Now you are in for a real treat. Turn the analyzer to 45°, as shown in Figure 134b. The interference pattern miraculously reappears! This happens because you have erased the which-way information so you can’t—even in principle—determine which path of the interferometer was taken by a photon.

As shown in Figure 135, the interference pattern is also restored when a quantum eraser is placed before the screen in a traditional two-slit experiment with path labeling (Figure 133).

Figure 135 The interference pattern is restored when a quantum eraser is placed before the screen in a traditional two-slit experiment with path labeling (Figure 133b).

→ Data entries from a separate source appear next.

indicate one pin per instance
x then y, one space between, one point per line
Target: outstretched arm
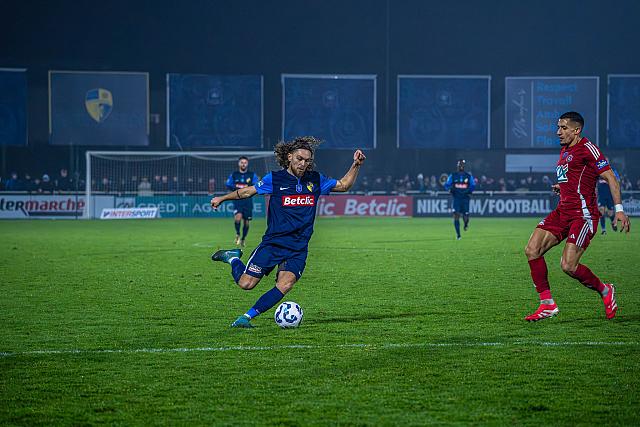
241 193
614 186
347 181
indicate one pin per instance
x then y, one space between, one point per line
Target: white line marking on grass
203 245
320 347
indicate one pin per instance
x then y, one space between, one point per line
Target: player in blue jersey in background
294 191
242 209
461 184
605 202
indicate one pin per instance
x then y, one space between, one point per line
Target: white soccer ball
288 315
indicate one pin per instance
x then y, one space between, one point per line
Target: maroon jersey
577 173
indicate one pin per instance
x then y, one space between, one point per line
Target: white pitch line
319 347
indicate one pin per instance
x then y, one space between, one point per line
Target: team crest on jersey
99 103
561 173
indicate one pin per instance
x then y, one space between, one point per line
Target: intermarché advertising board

It is important to note that the path-labeling process in itself does not disrupt the photons and erase the interference pattern. If the path labeling were responsible for the destruction of the interference pattern, we wouldn’t be able to restore it with a quantum eraser. The fact is that the mere existence of the information about the path that the photon takes is what destroys the interference pattern.

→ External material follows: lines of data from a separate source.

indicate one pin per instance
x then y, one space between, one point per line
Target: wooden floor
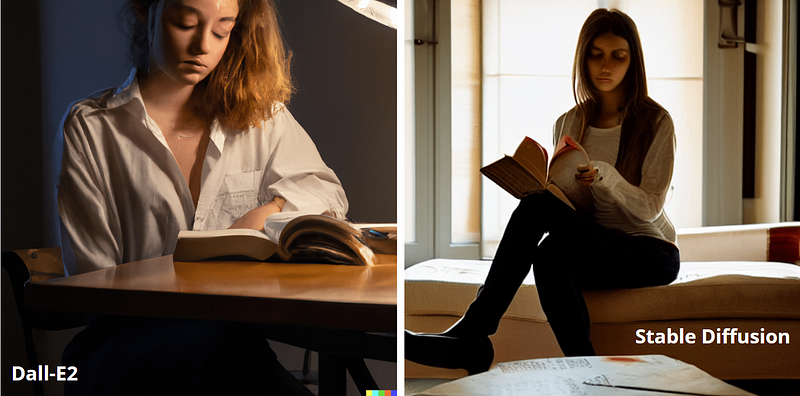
769 387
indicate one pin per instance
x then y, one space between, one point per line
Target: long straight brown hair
639 112
253 74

Another mindboggling result from this experiment is that the interference pattern can be restored by destroying the which-way information after the photon has left the interferometer!

These experiments with quantum erasers produce results that are absolutely baffling. They demonstrate that information available to the observer is the critical factor that determines the collapse of a quantum system’s wavefunction. In quantum physics, unlike classical physics, the observer and the quantum system being observed become inescapably linked.

A word of caution is in order—the “observer” is not required in any way to be a conscious being. Interaction with a measurement apparatus suffices as an “observation.” As Richard Feynman put it: “Nature does not know what you are looking at, and she behaves the way she is going to behave whether you bother to take down the data or not.”